The Pileated Woodpecker is one of the largest in the United States, making it also the largest of the woodpeckers in West Virginia. But it’s not just their size that makes them stand out. It’s their trademark red mohawk. Males also have a red cheek stripe (mustache) while females do not.

Female Pileated Woodpecker parent set to feed its three hungry chicks.
Female Pileated Woodpecker and hungry chicks.

This red headdress, sometimes known as a crest, and the woodpecker’s massive size make it simple to identify, and with their range across West Virginia, there’s a good chance you’ll see one, too!

Pileated Woodpeckers like to build their nests in dead trees, and once they’ve finished, their previous nesting sites will be taken by other species. In addition, these woodpeckers leave distinctive rectangular holes in the dead trees.

Yellow-Bellied Sapsucker

Male Yellow-bellied Sapsucker Woodpecker perching on a tree branch
Male Yellow-bellied Sapsucker Woodpecker.
  • Yellow-Bellied Sapsucker Size: 7 to 9 inches
  • Yellow-Bellied Sapsucker Diet: Sap obtained from birch, hickory, or maple trees.
  • Where To Spot A Yellow-Bellied Sapsucker: Yellow-bellied Sapsuckers do not live in West Virginia full-time and migrate south for the winter, but you can see them in the northern portion of the state during the summer.

The Yellow-bellied Sapsucker is a little woodpecker species with a brush-tipped tongue that eats a specialized diet: tree sap! This makes them quite different from their fruit and insect-loving brethren.
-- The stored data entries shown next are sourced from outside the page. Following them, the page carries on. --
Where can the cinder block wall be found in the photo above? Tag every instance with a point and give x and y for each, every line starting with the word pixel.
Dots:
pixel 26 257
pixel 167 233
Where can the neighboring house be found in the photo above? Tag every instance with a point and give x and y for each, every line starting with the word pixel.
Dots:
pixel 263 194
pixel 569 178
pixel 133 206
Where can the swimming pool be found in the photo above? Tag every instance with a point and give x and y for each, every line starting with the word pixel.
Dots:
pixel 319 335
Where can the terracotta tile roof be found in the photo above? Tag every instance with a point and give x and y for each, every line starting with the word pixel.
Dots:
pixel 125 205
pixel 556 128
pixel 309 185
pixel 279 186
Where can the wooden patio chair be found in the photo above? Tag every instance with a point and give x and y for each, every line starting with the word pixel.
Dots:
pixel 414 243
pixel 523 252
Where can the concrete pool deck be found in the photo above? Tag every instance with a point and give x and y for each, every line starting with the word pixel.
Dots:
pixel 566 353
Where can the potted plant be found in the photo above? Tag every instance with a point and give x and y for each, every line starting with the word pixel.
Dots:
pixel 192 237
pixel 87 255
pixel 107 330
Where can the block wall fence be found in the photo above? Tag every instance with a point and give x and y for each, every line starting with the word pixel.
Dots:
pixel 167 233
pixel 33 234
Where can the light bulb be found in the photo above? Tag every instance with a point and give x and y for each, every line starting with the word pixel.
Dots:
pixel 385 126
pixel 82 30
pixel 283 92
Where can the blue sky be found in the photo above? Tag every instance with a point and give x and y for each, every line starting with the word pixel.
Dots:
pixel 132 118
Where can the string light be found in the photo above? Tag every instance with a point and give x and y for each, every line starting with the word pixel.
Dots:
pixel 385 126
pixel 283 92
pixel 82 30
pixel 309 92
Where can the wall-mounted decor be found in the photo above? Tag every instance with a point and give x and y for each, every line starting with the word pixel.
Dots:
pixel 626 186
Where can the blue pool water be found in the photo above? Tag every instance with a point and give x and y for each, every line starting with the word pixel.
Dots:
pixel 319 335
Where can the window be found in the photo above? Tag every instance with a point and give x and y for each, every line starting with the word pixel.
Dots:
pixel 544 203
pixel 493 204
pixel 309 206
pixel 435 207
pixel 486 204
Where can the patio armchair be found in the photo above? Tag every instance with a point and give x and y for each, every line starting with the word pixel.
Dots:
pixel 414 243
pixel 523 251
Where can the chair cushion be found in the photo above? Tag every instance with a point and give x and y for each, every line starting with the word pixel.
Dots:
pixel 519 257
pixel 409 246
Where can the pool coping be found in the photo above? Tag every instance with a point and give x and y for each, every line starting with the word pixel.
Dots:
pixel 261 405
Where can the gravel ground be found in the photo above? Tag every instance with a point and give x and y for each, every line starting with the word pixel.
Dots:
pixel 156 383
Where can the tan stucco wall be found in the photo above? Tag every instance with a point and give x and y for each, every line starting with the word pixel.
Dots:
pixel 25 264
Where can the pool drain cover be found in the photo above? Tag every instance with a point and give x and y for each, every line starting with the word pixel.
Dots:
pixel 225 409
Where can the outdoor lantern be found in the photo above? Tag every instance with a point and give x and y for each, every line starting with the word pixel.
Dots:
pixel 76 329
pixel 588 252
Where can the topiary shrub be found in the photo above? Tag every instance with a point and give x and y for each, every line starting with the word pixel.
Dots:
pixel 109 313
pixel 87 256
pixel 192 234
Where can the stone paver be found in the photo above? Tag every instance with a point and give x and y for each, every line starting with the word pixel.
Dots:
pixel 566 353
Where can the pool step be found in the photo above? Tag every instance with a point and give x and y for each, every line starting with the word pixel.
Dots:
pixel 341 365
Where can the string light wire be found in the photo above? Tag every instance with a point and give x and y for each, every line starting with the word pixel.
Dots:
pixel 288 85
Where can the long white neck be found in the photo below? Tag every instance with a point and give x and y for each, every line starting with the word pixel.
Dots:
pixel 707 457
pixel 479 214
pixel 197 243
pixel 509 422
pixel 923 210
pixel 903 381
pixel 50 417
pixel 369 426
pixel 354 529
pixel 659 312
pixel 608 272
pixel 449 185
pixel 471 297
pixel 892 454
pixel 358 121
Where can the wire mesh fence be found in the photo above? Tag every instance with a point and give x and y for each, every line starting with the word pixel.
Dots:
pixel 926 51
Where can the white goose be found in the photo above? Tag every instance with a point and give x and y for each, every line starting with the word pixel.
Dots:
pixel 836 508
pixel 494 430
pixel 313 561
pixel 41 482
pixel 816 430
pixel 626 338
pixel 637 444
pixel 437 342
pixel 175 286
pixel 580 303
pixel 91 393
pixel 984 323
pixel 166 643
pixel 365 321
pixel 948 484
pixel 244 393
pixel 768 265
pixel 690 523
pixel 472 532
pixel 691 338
Yellow-bellied Sapsuckers use a brush-tipped tongue to extract sap from trees, particularly birch, hickory, and maple trees. The Yellow-bellied Sapsucker, like the Northern Flicker, has yellow feathers on their chests and bellies.

Female Yellow-bellied Sapsucker Woodpecker on tree.
Female Yellow-bellied Sapsucker Woodpecker

These woodpeckers are small, black, and have red spots on their heads, generally on the forehead. Males also have a red throat. Their chests are mottled black and white, and they have a short, powerful beak that allows them to reach the sap even in big trees.

Final Thoughts on Woodpeckers in West Virginia

Woodpeckers are an important part of the ecosystem in West Virginia, and they play a vital role in the life of the forest. Be sure to give them the respect they deserve and take care not to disturb their habitat and natural resources.

If you want to attract woodpeckers to your home, you can try one (or more) of these methods:

  • Install a birdhouse designed specifically for woodpeckers.
  • Hang a suet feeder.
  • Hang a bird feeder with sunflower seeds.
  • Plant native trees and shrubs that will provide food and shelter for woodpeckers.

With a little patience and effort in setting up your backyard feeder, you’re bound to see these amazing birds up close and personal!